I could  now hear another, much noisier vehicle approaching, this time from the opposite direction. It soon came into sight - an ancient dilapidated "vespa" transporting an elderly fisherman and his catch of the day. He cheerily waved and went on his way. He has probably been doing this for years, even before the work on the path. Hence the state of his scooter!
Walking further down I came to the first of a series of placards, placed on  rocks like wall-top lecterns. These illustrate various aspects of the path: historical, mythical, geological, flora and fauna and lastly a plan of the tip with key structures (past and present) evidenced. They are in Italian and English, but not too long, not too complicated and simply written. For once even the English translation is virtually spot on and anyone who has seen some of the existing local public notices, magazine articles, hotel and excursion websites  will know exactly what I mean.

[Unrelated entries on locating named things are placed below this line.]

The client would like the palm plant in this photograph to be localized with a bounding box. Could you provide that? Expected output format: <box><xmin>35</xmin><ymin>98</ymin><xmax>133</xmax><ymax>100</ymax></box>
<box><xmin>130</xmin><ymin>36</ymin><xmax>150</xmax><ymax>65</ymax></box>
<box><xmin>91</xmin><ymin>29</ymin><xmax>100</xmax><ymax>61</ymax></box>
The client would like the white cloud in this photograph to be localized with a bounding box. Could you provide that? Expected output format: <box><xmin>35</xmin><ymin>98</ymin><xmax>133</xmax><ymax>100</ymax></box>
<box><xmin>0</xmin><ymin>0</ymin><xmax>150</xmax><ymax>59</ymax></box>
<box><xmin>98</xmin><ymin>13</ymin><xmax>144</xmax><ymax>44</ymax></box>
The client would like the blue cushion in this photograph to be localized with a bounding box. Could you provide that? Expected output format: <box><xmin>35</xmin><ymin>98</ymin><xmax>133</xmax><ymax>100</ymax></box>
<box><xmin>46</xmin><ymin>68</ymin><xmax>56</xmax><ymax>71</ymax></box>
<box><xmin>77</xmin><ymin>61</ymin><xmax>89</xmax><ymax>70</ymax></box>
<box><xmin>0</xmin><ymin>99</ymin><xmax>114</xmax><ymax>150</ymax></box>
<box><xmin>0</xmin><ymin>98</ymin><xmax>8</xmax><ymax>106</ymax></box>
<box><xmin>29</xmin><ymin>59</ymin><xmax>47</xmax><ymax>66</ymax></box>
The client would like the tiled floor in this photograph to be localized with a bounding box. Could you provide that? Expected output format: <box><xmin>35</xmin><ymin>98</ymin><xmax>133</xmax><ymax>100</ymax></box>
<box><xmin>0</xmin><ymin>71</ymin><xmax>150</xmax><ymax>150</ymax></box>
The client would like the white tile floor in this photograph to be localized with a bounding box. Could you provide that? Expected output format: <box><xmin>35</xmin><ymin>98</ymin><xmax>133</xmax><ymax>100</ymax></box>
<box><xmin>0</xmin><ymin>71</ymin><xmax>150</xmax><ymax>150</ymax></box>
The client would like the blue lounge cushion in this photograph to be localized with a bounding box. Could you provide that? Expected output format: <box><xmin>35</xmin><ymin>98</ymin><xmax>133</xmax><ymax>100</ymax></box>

If I want to be really picky, it is a pity that they weren't properly proofread to avoid the occasional typo, but all in all a  job well done.
What is not so good is the state of the path along  the unpaved stretches. The stones are fast coming loose and I shudder to think what will happen once we get the heavy winter rainfalls. On a positive note, it will soon become extremely difficult for mopeds to continue going right to the tip... even in its present state, you are risking. 
Maybe that will resolve the problem for the local authorities before they get their act together and devise a way of making the path really pedestrian only.
And as for the less mobile.. well, despite the funding having been obtained to make it accessible to all, this has never actually ever been the case. It is just not realistic in its present state. Up to a point, fine, better than before; as far as the tip and the tower, no way!